Mereka percaya bahwa dengan mempronasikan kaki pada sumbu ini akan mengkoreksi
calcaneus yang varus dan kaki yang supinasi. Padahal tidaklah demikian. Mempronasikan
kaki pengkor pada sumbu ini justru akan menyebabkan forefoot lebih pronasi lagi dan
akibatnya akan memperberat cavus dan menekan calcaneus yang adduksi pada talus.
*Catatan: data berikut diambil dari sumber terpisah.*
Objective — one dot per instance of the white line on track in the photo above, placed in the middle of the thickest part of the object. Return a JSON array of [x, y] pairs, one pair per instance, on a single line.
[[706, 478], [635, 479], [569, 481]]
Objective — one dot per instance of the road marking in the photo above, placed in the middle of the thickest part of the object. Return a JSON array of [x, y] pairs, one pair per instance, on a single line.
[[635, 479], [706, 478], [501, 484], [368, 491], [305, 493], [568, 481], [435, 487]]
Akibatnya calcaneus varus tetap tidak terkoreksi.
MANIFESTASI KLINIS
Gambaran klinisnya dapat dibagi 2:
1. Type rigid (intrinsic) (resistent) => Tidak dapat dikoreksi dengan manipulasi. Tumit
kecil, equinus, dan inversi. Kulit dorsolateral pergelangan kaki tipis dan teregang,
sedangkan kulit medial terlipat.
2. Type fleksibel (extrinsic) (easy) => Dapat dimanipulasi. Tumit normal dan terdapat
lipatan kulit pada bagian dorsolateral pergelangan kaki.
6
Tanda lain :
Betis seperti tangkai pipa (pipe stem colf)
Tendo archiles pendek
Bagian distal fibula menonjol
Kaki lebar dan pendek
Metatarsal I pendek
DIAGNOSIS
Kelainan ini mudah didiagnosis, dan biasanya terlihat nyata pada waktu lahir (early diagnosis
after birth). Pada bayi yang normal dengan equinovarus postural, kaki dapat mengalami
dorsifleksi dan eversi hingga jari-jari kaki menyentuh bagian depan tibia. “Passive
manipulationdorsiflexion → Toe touching tibia → normal”.
Berupa deformitas pada :
Adduksi dan supinasi kaki depan pada sendi mid dorsal
Subluksasi sendi talonavikulare
Equinus kaki belakang pada sendi ankle
Varus kaki belakang pada sendi subtalar
Deviasi medial seluruh kaki terhadap lutut
Inversi tumit
Pemeriksaan Radiologi
X-ray dibuat bayi umur 3-6 bulan, menilai keberhasilan serial plateringm menentukan
apa perlu tindakan operasi untuk memperoleh koreki yang maksimal, menentukan berat
ringannya CTEV. Cara yang paling sederhana yaitu membuat foto AP dan akan kelihatan
talus dan calcaneus tumpang tindih. Penting untuk menilai x-ray apakah ada “paralelisme”
antara sumbu talus dan calcaneus yang terjadi pada CTEV.